Are you a family or a team?
A recent Denver Business Journal article about the rapid growth of two Colorado-based companies — Snooze and Larkburger — caught my attention the other day. Not just because Snooze has great breakfast with a cool atmosphere and not because I’m envious of Larkburger for locating in ski areas. It’s because of their methods of expansion — not franchising and promoting a family feel.
I was extremely fortunate early in my career to help Kinko’s expand from a small group of stores to a company with 1,200 locations and 25,000 employees (we didn’t call them that; we were all co-workers). We eschewed franchising, instead adopting a bizarre but exceptionally effective growth model with “partners” rather than franchisees. The owners were literally partners with the founder, which eliminated much of the franchisor-franchisee strife.

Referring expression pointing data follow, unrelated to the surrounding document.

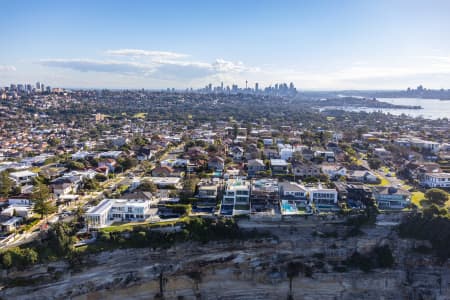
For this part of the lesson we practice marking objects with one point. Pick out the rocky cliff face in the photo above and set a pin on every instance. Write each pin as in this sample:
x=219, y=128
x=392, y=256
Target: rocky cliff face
x=245, y=270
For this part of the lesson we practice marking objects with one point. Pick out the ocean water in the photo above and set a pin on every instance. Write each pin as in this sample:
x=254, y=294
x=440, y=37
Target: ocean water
x=431, y=108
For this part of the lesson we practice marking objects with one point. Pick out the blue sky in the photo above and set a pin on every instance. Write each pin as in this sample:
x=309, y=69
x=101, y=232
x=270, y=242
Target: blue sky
x=383, y=44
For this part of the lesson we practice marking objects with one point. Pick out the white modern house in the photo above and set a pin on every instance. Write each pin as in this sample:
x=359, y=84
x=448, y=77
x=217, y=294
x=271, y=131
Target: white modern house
x=22, y=177
x=117, y=210
x=293, y=192
x=236, y=196
x=436, y=180
x=323, y=198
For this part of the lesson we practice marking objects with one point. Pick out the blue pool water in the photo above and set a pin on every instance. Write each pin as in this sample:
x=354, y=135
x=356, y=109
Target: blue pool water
x=288, y=207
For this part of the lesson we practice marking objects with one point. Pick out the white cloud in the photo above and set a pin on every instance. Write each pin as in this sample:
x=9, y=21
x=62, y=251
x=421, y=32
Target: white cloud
x=88, y=65
x=162, y=65
x=141, y=53
x=5, y=68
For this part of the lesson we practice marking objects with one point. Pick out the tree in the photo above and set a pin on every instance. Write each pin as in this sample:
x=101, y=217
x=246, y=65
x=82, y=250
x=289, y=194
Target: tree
x=374, y=163
x=436, y=196
x=90, y=184
x=189, y=187
x=40, y=196
x=292, y=271
x=6, y=185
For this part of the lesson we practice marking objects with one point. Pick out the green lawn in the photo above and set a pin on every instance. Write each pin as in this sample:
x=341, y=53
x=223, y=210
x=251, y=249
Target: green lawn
x=384, y=182
x=416, y=197
x=141, y=115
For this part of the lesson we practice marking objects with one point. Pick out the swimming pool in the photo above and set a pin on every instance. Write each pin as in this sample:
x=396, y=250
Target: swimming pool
x=288, y=207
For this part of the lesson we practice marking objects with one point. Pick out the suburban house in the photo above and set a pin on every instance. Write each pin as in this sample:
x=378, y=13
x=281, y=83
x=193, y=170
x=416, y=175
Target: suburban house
x=436, y=180
x=279, y=166
x=264, y=196
x=110, y=154
x=81, y=155
x=323, y=198
x=295, y=192
x=11, y=224
x=236, y=197
x=207, y=195
x=65, y=185
x=216, y=163
x=271, y=154
x=237, y=152
x=117, y=210
x=144, y=154
x=22, y=177
x=163, y=171
x=382, y=153
x=255, y=166
x=327, y=156
x=354, y=195
x=307, y=154
x=391, y=197
x=334, y=171
x=305, y=169
x=362, y=176
x=109, y=163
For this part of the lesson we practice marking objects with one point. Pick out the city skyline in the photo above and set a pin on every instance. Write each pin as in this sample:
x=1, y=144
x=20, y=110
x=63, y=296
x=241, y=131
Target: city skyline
x=322, y=46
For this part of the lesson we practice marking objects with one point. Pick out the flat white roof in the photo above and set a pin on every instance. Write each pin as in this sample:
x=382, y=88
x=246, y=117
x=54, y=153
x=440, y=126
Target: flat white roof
x=25, y=173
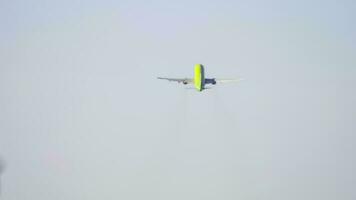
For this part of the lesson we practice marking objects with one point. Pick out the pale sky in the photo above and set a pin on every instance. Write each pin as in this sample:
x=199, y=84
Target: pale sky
x=82, y=115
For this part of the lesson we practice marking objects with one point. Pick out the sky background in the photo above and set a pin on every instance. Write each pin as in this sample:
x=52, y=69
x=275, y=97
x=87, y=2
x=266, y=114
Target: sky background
x=82, y=115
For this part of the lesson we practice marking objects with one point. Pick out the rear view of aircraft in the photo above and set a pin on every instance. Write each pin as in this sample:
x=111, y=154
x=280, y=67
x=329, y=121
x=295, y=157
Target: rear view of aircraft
x=199, y=79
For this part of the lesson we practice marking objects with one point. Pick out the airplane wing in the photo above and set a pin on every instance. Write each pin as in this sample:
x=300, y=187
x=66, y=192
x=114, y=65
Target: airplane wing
x=218, y=80
x=179, y=80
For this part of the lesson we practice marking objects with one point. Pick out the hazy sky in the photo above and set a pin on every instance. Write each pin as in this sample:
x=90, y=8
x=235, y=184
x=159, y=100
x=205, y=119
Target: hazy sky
x=82, y=115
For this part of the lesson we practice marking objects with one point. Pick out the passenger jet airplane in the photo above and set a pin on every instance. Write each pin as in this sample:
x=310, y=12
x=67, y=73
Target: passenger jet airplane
x=199, y=80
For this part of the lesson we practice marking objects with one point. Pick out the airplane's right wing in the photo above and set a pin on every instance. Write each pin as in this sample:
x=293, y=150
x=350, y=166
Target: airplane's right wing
x=235, y=80
x=179, y=80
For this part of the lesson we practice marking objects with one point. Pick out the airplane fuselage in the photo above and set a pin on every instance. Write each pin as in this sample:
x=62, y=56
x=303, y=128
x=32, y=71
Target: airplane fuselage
x=199, y=77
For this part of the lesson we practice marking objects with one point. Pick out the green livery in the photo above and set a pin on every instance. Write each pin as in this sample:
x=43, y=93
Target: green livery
x=199, y=79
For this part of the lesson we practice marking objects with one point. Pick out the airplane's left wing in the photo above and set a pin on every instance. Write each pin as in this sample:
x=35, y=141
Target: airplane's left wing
x=179, y=80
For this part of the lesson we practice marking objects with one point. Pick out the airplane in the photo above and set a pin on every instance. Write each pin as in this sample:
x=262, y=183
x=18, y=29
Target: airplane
x=199, y=80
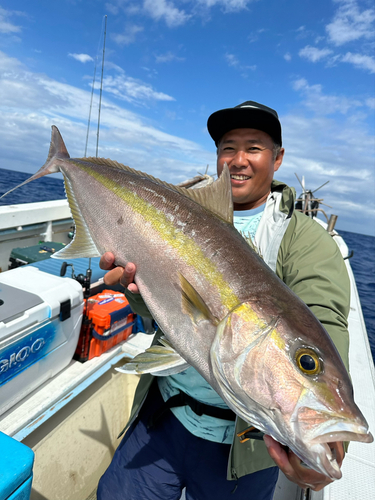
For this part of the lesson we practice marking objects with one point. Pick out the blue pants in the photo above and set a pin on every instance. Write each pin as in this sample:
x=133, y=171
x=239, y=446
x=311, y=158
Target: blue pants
x=157, y=463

In addition, we had a family atmosphere. The tight-knit, cultlike culture at Kinko’s cultivated much socializing, paired numerous couples and created many lifelong friendships. Further, profits were shared throughout the company. This fostered tremendous loyalty and was a key component in our growth.
We grew to a multibillion dollar company in this fashion. However, the story doesn’t end there. Our structure and familylike culture were not only tremendous advantages in the early years but also enormous impediments in the later years.
When the time came for us to roll up all the different partnerships (S-corporations) to ready the company for sale (yes, virtually every business has to transition ownership at some point), it took us years to pull it together.
However, from my perspective, the transition from family to team was the most difficult. Tight-knit families put up with dysfunctional behavior. Teams don’t. Families place bloodline ahead of performance. Teams don’t. Family members are often rewarded uniformly. Teams reward their stars more than their average or poor performers. Families often overlook faults and, in fact, foster them by avoiding conflict. Effective teams don’t.
It’s unlikely that you’re going to look for a better brother or sister. “Hey bro, now that we’re older, you’re not quite the brother I need to get to the next level” would be a pretty difficult conversation. Yet that discussion must take place for a team (that is, a company) to continue growing.
My experience is that family-oriented companies can often make great progress in the start-up or early growth phases. However, family behavior eventually becomes a significant impediment.
I’ve seen family businesses flourish, but I’ve also witnessed families ripped apart partially because they’re in business together. I’ve also observed many family businesses compromise on the service they provide, the rate they grow and the ultimate value (such as sale price) of the business.
I’m sure many family business owners read ColoradoBiz. My counsel to you? Do what makes your heart sing, but realize that if you choose family over team, you’ll eventually limit your results. Make it a rational decision, not a default problem.
One day at lunch, years after we left Kinko’s, I asked founder Paul Orfalea if he would do it the same way if he had to do it over again. He struggled with the answer and reversed course several times.
Plan for success, in whatever way you define it, and build a culture and business model that will take you to the finish line. However, if you’re going to grow “big,” be prepared for some family squabbles.